Part of the problem remains the reputation around English supporters. After all, many of the key case studies detailing recent failings of the Saint-Denis Convention involve Premier League clubs. A stereotype of dangerous hooligans that come across the channel - something that was hugely exacerbated by the events of Heysel - still exists among fans and foreign police. This is despite, as Stott insists, football culture having vastly changed in this country: 'We don't really have the risk groups operating in the way they did in the past - the legislation has gone a long way to removing that threat.'
However, there is still a reflex among European states to load up increased force to prepare for the arrival of English fans, which often devolves into a harsh, unjustified and overblown police response which puts supporters at risk. 'The key problem in the European context is risk assessment,' Stott adds. 'That risk assessment is often not very sophisticated. Say you've got a host police force in somewhere like Italy, Greece or Spain. They'll say: 'Are these fans English?' If the answer is yes, they'd see it as a high risk, and then throw loads of policing resources around it that weren't necessary. The English fans travelling weren't actually going there for disorder, but they get treated as if they were. That dynamic would actually precipitate disorder.'
This does not reflect the regulated, 'one approach for all' ideal that the Saint-Denis Convention, a ratified piece of legislation that is meant to tick all the boxes when it comes to fan safety, sets out. That's because at the end of the day, seven years on from the agreement, 'aspirational' is still the way the convention is described. 'The policy is there, everybody knows that policy is the way to go,' Stott asserted. 'The problem is delivery - not in its entirety because many events do deliver that. The problem is you get is these sporadic events where that policy isn't adhere to, and there doesn't appear to be any kind of regulatory mechanism to say if you don't deliver, then what's the consequence? If there's no consequence, then these deviations are just going to continue to happen.'
For Stott, a huge step towards making the Saint-Denis Convention the norm regards the involvement and control of Uefa. While he notes that the governing body's adoption of the agreement has been the 'driving force' in 'shifting the agenda', the situation could be vastly improved if Uefa took a more hands-on approach to regulating match policing in its competitions.

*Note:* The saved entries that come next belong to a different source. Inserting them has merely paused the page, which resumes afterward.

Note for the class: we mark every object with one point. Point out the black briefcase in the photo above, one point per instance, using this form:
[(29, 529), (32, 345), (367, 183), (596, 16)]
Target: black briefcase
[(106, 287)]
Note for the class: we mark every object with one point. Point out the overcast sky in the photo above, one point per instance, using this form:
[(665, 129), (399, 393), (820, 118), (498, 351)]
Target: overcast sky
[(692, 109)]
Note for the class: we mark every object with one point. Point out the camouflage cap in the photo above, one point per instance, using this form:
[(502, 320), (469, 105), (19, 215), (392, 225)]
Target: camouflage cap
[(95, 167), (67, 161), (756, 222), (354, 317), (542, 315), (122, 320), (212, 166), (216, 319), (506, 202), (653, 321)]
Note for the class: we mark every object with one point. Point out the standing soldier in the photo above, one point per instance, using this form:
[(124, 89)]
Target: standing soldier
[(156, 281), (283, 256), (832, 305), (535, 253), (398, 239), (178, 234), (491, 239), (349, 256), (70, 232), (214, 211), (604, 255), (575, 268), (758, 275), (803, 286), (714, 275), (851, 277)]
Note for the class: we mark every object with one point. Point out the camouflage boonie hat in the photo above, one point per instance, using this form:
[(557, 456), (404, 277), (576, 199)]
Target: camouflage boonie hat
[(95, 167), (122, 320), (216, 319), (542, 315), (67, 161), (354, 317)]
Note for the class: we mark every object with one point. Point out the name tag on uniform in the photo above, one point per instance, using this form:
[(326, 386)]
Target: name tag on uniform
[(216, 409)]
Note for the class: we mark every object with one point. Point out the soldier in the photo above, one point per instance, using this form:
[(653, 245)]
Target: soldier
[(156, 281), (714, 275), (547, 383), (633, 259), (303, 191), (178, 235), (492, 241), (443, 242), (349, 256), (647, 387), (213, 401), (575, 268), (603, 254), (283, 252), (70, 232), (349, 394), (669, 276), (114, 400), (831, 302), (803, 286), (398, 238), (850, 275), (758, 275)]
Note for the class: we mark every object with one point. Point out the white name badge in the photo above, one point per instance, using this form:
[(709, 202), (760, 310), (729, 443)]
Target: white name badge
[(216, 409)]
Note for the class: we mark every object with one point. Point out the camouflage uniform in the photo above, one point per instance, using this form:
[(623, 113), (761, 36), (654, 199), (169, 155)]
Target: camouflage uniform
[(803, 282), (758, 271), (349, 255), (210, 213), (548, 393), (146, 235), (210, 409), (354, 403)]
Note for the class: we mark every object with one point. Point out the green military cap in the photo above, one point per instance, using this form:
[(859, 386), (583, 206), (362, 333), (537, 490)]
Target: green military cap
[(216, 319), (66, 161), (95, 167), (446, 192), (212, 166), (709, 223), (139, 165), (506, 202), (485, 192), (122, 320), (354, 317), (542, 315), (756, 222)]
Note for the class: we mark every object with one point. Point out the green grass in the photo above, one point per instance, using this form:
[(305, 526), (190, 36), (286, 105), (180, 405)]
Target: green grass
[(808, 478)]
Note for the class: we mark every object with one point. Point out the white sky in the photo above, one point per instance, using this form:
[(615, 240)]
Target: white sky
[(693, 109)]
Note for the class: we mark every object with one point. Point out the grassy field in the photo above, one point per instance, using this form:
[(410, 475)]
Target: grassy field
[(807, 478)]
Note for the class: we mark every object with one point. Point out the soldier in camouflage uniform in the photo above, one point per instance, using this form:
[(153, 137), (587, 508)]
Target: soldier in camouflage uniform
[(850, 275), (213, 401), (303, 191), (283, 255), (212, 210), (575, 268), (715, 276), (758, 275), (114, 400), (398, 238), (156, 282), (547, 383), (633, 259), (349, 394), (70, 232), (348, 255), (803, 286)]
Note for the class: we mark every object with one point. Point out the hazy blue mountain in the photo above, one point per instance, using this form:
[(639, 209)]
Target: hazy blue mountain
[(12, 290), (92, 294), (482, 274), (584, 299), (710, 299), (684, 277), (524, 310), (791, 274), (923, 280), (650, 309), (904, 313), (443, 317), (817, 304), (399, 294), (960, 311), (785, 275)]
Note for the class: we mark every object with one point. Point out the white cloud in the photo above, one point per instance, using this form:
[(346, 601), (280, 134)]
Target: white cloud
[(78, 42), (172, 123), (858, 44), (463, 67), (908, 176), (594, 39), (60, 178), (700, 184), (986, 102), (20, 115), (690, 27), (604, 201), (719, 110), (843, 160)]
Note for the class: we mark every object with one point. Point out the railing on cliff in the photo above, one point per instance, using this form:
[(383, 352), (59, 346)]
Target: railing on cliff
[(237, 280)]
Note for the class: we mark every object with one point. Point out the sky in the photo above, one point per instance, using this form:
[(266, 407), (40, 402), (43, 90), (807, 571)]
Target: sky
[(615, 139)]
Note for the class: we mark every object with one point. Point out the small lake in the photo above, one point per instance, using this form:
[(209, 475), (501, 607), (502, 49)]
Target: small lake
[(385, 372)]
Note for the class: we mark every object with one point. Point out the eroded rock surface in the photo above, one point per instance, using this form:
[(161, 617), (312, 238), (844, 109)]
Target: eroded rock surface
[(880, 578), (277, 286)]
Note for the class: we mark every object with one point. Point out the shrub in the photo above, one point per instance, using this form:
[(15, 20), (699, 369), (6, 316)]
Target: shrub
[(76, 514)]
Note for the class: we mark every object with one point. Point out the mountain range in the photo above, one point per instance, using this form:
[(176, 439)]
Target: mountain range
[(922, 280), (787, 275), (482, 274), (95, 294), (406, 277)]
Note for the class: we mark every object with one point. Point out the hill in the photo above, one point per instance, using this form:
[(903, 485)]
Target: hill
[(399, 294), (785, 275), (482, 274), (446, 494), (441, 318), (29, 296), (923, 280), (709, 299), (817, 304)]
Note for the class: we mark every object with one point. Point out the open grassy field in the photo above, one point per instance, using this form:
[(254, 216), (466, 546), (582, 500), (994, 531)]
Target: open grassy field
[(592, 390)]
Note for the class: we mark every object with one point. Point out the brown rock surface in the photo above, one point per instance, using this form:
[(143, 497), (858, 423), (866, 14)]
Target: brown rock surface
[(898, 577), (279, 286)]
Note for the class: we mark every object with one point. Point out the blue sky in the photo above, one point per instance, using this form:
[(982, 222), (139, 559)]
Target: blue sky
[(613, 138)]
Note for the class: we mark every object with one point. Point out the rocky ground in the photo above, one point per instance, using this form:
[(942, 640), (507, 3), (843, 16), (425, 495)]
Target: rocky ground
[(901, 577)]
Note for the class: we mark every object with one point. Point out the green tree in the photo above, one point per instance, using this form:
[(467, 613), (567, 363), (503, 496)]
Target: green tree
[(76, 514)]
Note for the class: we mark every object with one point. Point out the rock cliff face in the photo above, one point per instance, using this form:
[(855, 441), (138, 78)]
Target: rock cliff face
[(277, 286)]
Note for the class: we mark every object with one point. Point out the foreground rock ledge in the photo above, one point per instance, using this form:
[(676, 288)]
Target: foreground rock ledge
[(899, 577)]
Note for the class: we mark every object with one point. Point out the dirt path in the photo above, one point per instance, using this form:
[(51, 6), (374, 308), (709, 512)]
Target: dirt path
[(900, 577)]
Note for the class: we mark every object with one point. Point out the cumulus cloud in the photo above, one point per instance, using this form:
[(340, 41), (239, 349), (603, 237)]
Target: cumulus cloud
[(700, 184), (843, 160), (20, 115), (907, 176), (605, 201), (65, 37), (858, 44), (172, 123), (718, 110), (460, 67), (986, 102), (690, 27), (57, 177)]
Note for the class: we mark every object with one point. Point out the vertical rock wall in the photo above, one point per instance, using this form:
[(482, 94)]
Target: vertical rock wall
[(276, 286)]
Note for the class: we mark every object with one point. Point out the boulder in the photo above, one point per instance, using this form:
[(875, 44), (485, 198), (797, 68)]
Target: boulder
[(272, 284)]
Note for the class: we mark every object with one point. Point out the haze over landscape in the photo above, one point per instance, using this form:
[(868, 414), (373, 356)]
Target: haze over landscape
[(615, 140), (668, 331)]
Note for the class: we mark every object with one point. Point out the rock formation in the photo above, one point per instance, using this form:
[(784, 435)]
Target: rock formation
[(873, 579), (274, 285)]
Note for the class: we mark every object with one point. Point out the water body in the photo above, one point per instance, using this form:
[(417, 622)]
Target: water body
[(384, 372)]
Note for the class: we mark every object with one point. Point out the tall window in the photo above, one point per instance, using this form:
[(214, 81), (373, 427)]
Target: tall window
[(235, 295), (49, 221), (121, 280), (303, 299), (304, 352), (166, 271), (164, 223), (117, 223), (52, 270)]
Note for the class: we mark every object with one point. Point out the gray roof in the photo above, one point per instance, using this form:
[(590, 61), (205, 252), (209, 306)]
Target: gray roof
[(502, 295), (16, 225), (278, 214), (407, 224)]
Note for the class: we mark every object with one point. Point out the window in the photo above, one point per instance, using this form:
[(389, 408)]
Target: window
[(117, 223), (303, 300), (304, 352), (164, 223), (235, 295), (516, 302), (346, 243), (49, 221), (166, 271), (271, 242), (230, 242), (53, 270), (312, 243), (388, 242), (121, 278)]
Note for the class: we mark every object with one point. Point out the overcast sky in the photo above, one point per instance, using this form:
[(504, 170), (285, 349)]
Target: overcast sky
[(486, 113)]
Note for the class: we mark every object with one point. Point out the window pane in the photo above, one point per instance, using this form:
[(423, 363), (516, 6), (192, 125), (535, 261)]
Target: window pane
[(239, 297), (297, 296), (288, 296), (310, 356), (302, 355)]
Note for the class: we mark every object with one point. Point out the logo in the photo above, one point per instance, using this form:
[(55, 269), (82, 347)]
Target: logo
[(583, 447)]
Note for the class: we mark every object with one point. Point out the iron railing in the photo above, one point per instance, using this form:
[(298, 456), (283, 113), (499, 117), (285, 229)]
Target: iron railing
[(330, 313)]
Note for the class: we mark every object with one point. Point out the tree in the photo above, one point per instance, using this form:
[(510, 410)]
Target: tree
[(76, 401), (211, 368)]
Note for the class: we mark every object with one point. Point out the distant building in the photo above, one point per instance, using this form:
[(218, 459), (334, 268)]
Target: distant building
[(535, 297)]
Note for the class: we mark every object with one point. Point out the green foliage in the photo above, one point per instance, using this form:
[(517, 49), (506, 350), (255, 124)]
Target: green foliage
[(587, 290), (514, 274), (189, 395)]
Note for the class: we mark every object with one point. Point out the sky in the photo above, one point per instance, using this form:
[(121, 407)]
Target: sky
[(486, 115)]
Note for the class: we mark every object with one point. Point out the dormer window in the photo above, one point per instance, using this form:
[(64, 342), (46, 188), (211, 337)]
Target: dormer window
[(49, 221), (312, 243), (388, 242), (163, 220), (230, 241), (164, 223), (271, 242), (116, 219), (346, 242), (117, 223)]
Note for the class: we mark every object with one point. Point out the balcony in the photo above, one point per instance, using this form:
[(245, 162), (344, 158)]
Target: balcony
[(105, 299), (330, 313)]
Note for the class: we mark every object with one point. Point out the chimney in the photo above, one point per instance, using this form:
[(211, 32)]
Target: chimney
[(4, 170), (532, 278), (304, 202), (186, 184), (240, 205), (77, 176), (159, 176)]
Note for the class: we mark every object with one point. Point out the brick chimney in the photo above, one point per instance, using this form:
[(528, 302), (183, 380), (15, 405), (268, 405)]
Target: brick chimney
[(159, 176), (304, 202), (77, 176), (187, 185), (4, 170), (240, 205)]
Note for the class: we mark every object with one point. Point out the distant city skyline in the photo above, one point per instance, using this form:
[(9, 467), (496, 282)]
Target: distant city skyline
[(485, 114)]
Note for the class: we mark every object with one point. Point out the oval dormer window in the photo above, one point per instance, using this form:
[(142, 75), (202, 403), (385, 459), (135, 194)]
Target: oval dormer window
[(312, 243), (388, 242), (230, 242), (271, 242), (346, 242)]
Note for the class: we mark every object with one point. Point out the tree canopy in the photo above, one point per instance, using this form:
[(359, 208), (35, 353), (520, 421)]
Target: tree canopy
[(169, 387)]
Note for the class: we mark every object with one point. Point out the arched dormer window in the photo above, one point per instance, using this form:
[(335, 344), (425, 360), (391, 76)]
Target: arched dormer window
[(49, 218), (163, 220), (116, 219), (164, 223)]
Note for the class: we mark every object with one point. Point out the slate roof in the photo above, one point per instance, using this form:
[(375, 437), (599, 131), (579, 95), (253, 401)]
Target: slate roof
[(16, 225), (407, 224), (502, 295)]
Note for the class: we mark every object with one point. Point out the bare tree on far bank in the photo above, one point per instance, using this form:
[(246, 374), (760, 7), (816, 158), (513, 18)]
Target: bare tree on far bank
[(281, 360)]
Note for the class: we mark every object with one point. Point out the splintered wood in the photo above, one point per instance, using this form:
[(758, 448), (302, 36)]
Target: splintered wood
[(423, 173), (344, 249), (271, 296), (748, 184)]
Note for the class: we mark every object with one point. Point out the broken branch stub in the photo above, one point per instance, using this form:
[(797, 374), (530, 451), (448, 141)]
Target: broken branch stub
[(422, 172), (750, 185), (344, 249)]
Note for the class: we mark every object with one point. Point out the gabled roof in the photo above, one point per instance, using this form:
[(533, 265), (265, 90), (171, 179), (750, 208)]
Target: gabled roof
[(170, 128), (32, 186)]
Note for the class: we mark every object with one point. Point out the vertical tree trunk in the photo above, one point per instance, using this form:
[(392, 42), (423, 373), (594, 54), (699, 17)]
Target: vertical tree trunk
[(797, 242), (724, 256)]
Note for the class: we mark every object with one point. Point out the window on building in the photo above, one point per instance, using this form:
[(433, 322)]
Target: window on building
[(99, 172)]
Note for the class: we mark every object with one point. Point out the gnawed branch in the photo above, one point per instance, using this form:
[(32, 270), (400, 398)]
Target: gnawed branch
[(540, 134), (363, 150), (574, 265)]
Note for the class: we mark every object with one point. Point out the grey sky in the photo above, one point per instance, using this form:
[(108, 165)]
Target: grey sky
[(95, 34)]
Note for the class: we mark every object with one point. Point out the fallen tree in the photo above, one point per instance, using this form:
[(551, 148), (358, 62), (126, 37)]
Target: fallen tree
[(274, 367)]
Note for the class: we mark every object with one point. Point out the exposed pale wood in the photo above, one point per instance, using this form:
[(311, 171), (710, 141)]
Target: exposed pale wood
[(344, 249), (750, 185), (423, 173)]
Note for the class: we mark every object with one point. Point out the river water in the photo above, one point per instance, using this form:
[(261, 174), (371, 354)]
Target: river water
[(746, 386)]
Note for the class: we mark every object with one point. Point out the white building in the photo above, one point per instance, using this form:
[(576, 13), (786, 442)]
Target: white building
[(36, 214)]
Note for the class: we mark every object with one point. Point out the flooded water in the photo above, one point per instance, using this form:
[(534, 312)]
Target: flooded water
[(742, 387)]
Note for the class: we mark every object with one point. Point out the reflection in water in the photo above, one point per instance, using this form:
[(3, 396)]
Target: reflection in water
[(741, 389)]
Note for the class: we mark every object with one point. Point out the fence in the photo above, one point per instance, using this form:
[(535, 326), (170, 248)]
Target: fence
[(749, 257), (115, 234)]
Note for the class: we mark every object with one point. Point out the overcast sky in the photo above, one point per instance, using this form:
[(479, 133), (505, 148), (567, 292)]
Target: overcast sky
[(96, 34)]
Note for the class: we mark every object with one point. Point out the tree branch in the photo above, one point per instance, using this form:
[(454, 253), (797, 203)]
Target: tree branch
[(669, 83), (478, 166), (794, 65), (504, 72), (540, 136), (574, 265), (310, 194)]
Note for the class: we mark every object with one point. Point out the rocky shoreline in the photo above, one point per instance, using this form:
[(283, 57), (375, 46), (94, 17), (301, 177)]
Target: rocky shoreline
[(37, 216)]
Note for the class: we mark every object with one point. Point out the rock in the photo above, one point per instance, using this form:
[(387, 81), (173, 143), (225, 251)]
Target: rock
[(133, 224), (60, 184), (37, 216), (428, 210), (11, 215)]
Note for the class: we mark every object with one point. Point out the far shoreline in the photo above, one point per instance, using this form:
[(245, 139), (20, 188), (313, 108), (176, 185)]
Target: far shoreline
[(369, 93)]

'Uefa doesn't really control policing,' he said. 'Policing is controlled by the nation states, and those police forces and nation states will at times completely vary away from that agreement. And this is where we have argued, certainly in our report around the handling of the Champions League final in Paris, that Uefa should take more responsibility and more control over the policing of their events. It's their failure to do that which is one of the primary issues that needs to be confronted.
'It's really their failure to oversee the delivery of the safety and security operations in these locations that lies at the heart of the problem. If they took a more proactive role in overseeing that these events were going to be policed in line with these agreements, then we would have safer events. That's what went wrong in Paris, and it continues to go wrong.
'When Manchester United fans ended up getting tear gassed again, Uefa could have stepped into the fray and said 'if this continues to happen in France, your teams aren't going into the Champions League anymore'. It could take this much more assertive position, but it doesn't. We really need a much stronger and more robust regulatory framework to ensure more systematic and coherent delivery of the existing policy.'
Football is obviously in a better place than it was 40 years ago. Heysel was one of a handful of tragedies that shook the game and forced change to be made. And while legislation proves that, we are still seeing shortfalls in practice when it comes to the policing of events, especially on the international stage. There is still vast work to be done to ensure the safety of travelling supporters, preventing disorder from once again unravelling into disaster.